What’s behind the birth dearth? Research published in 2021 found that men and women are postponing marriage, leading to less children as earlier child bearing years are taken up with the pursuit of careers, leisure and indulging individual passions (travel, for example) instead of getting on with the business of starting a family.

Even in China, the population is falling.  The old joke used to go like this, “One of every four children born in the world today is Chinese.  So, if you have three kids and you’re pregnant with the fourth, you know it will be Chinese.”  Not very funny, or politically correct, but it does illustrate the fallacy of blindly following statistics.  China lost 850,000 people by 2022 and dropped another two million in 2023.  Part of that is due to the same factors that are limiting reproduction in the United States, part of that is due to deaths in the Covid pandemic and a portion of that population drop is because of China’s decades long “one child” policy that is now bearing fruit.

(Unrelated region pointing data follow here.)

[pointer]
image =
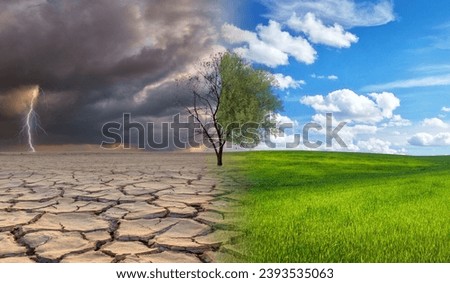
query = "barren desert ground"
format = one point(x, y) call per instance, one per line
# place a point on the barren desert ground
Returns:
point(112, 207)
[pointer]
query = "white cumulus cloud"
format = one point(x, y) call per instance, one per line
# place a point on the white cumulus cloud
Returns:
point(426, 139)
point(321, 77)
point(317, 32)
point(284, 82)
point(348, 13)
point(269, 45)
point(377, 146)
point(347, 105)
point(435, 123)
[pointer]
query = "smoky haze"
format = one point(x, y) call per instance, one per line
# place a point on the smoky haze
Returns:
point(95, 60)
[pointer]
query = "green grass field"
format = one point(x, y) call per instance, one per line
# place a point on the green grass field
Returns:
point(343, 207)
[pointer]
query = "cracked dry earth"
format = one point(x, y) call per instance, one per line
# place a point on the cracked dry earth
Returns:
point(113, 207)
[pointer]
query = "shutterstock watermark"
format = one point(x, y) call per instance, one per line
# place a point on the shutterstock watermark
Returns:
point(190, 134)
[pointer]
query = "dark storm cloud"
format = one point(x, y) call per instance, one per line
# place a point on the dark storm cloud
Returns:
point(92, 58)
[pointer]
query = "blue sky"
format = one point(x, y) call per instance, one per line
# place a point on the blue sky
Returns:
point(382, 66)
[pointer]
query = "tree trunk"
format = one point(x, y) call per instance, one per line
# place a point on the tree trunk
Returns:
point(219, 155)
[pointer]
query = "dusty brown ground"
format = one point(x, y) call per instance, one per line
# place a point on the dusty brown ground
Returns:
point(113, 207)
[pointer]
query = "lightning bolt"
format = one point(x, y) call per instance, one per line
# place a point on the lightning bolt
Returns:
point(30, 117)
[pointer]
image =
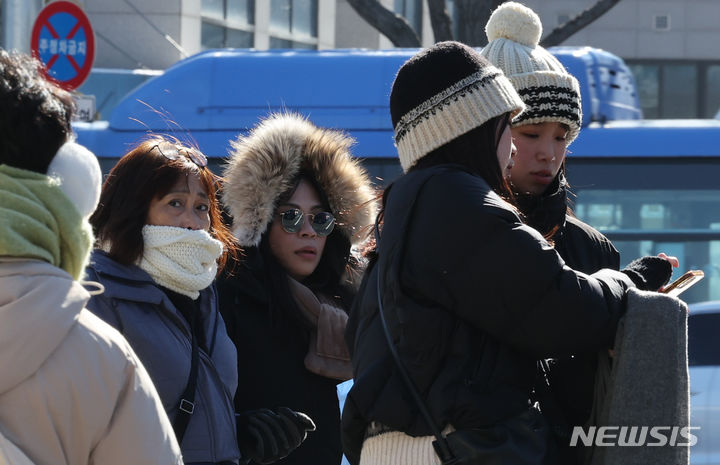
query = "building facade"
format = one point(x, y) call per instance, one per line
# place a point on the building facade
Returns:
point(669, 44)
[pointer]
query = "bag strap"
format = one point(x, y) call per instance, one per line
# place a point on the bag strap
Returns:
point(186, 406)
point(441, 446)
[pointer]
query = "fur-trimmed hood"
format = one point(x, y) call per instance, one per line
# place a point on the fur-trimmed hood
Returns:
point(263, 164)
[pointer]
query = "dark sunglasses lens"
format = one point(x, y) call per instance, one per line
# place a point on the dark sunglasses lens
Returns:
point(198, 158)
point(323, 223)
point(291, 220)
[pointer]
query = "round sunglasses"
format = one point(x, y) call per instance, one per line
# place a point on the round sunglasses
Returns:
point(292, 220)
point(179, 151)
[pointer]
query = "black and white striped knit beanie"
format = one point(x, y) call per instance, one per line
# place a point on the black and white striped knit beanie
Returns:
point(550, 93)
point(443, 92)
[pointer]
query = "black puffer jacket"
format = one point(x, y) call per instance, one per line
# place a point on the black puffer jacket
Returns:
point(271, 368)
point(477, 299)
point(585, 249)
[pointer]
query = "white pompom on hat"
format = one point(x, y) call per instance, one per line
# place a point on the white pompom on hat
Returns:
point(80, 176)
point(549, 92)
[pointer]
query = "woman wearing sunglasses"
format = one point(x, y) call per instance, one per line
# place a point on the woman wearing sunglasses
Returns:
point(299, 201)
point(160, 243)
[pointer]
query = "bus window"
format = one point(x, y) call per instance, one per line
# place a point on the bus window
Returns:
point(650, 206)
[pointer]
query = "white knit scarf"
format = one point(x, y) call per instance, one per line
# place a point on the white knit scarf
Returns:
point(182, 260)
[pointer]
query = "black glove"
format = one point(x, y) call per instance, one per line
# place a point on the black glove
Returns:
point(649, 273)
point(266, 436)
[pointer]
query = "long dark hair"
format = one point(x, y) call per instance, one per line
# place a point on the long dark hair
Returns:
point(332, 277)
point(140, 176)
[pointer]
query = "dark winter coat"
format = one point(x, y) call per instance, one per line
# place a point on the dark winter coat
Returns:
point(585, 249)
point(476, 299)
point(271, 353)
point(158, 333)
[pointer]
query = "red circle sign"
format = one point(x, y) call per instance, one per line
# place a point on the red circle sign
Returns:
point(64, 42)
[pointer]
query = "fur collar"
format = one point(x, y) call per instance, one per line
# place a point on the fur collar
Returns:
point(263, 164)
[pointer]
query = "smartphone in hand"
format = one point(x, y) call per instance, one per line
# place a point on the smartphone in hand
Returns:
point(683, 283)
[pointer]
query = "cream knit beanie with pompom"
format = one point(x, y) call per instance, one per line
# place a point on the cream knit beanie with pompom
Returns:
point(549, 92)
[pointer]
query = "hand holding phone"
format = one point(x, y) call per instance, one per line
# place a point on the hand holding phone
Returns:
point(683, 283)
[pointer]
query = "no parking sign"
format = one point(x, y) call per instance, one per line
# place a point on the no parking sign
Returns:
point(63, 41)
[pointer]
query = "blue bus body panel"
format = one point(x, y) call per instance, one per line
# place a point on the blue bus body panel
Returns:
point(607, 86)
point(210, 98)
point(230, 89)
point(649, 138)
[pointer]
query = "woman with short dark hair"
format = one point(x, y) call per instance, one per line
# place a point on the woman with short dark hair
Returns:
point(161, 242)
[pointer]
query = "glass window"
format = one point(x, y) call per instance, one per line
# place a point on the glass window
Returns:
point(224, 18)
point(647, 222)
point(213, 8)
point(647, 79)
point(712, 92)
point(280, 14)
point(679, 91)
point(411, 10)
point(236, 38)
point(703, 330)
point(276, 42)
point(241, 11)
point(212, 36)
point(304, 18)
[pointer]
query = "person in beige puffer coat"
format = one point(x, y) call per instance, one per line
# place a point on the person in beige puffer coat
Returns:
point(72, 390)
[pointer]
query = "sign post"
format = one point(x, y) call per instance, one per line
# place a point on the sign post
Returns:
point(64, 42)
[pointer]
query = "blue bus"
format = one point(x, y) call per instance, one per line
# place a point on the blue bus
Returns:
point(650, 186)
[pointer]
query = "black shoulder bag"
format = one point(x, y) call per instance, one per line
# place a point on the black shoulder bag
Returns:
point(186, 406)
point(475, 446)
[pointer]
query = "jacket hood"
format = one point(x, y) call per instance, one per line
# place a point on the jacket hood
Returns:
point(39, 304)
point(264, 164)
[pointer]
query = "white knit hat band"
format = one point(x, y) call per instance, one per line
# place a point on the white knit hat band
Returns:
point(549, 97)
point(453, 112)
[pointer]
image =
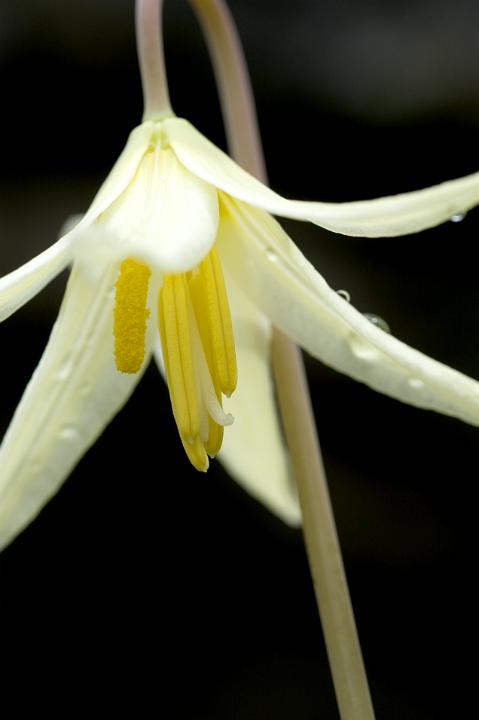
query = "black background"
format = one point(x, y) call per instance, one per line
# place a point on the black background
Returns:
point(148, 588)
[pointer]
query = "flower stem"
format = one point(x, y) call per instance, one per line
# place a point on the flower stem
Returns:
point(149, 39)
point(324, 553)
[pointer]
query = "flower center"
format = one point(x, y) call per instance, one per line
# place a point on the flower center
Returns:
point(199, 355)
point(130, 315)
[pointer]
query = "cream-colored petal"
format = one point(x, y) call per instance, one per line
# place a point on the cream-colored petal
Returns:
point(275, 275)
point(167, 216)
point(253, 450)
point(394, 215)
point(22, 284)
point(74, 392)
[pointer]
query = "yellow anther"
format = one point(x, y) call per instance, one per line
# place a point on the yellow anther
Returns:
point(199, 355)
point(130, 315)
point(174, 310)
point(214, 319)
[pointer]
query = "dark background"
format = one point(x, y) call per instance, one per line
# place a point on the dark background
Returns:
point(148, 588)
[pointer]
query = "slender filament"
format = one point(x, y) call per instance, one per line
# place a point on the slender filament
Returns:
point(199, 356)
point(130, 315)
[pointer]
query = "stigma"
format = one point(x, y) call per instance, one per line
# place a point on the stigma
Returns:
point(199, 355)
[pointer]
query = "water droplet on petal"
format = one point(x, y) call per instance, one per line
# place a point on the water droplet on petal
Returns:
point(378, 321)
point(271, 255)
point(344, 294)
point(416, 383)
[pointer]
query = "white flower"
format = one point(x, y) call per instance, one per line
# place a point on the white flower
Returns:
point(149, 254)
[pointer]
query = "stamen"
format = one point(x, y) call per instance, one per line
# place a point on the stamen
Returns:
point(130, 315)
point(212, 302)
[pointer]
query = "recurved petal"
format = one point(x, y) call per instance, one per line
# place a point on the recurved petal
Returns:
point(253, 449)
point(394, 215)
point(22, 284)
point(74, 392)
point(275, 275)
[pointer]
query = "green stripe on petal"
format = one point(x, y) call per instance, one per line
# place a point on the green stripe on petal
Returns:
point(395, 215)
point(73, 394)
point(275, 275)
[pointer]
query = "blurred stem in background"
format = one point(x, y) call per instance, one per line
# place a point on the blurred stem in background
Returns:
point(327, 569)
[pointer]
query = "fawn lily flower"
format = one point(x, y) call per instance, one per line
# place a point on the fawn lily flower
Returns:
point(175, 230)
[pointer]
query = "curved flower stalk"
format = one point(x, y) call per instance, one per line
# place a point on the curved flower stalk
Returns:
point(175, 230)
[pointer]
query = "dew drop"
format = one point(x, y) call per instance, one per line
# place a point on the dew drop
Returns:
point(378, 321)
point(271, 255)
point(344, 294)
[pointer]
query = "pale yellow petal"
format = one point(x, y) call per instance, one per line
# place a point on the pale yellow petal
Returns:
point(394, 215)
point(167, 217)
point(254, 451)
point(276, 276)
point(73, 394)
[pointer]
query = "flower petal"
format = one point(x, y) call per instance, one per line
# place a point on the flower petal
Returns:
point(276, 276)
point(22, 284)
point(73, 394)
point(393, 215)
point(168, 217)
point(122, 172)
point(253, 450)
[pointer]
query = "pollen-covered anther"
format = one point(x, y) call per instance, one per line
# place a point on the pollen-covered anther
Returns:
point(198, 352)
point(130, 315)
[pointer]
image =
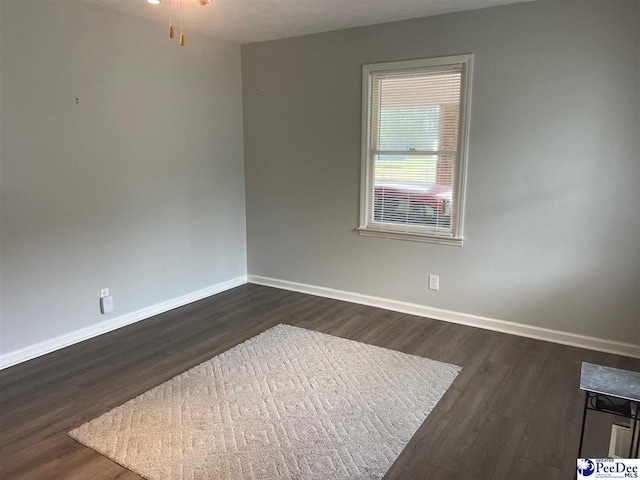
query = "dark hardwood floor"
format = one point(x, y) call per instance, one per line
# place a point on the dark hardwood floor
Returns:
point(513, 413)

What can governments do?  Some, like Japan, have tried to give parents stipends for child care or have pressured businesses to have on-site daycare for the convenience of working parents. South Korea has subsidized fertility treatments to try and get its birth rates up.  Nothing has worked thus far.

Face it, being a parent is tough and taxing.  It’s expensive.  It’s time consuming.  Even “little” things, like a trip to a fast food restaurant or a night out at the movies are costly.  Daycare is so vital but also so pricey  – especially when multiple children from the same family are cared for at the same time.  That’s why lots of parents, mostly moms but some dads these days too, drop out of the work force to be full time stay at home parents.

I grew up with only one sister.  My parents were devastated they couldn’t have any more children, due to medical complications, after my sister was born.  I saw station wagons full of kids that looked like they were going to summer camp, but it was really only a single family headed off to someplace or other.  Television’s the Waltons saying goodnight to each other at the end of the program was the norm for most of the families I grew up with in my neighborhood.  Good natured bedlam was the rule until bed time, when I was a kid.

I don’t know what the answer is.  Italy’s fascist leader Mussolini used to personally pin a medal on every Italian woman who bore a seventh child.  Adolf Hitler, childless and unmarried until literally the day he died, (he married Eva Braun right before they both committed suicide), used to say it was every German woman’s duty to produce at least four sons.  We don’t want to go down that road…

However, we do need to quit questioning women who chose to have children and prioritize their families.  We need policies that recognize that being a homemaker, either as a stay-at-home mom or dad, is “work”.  For example, we should allow additional voluntary contributions to be taken from the “breadwinner’s” paycheck for Social Security in the name of the stay-at-home spouse. Larger tax deductions for dependent children and allowing the deductibility of some child rearing expenses should be permitted by the IRS and the tax code, to make having and raising children more affordable.  The threshold for deducting medical expenses should be lowered for those with kids to better reflect the run of the mill, everyday healthcare costs of raising kids – costs that aren’t usually catastrophic in and of themselves but can nickel and dime a family’s finances.  Perhaps the government could provide a stipend for each child, deposited into an educational account and only accessible for that purpose to help allay the costs of a child’s future education.  Employers could utilize more flexible scheduling to allow being a parent and doing things like taking kids to school or activities easier for employees.

If something is hard, people being people won’t do it.  Parenting is hard on a number of levels and less folks are doing it and when they are, they’re having smaller families than in days gone by. There’s that old phrase, “the children are our future”.  They literally are and without them, our future is grim at best.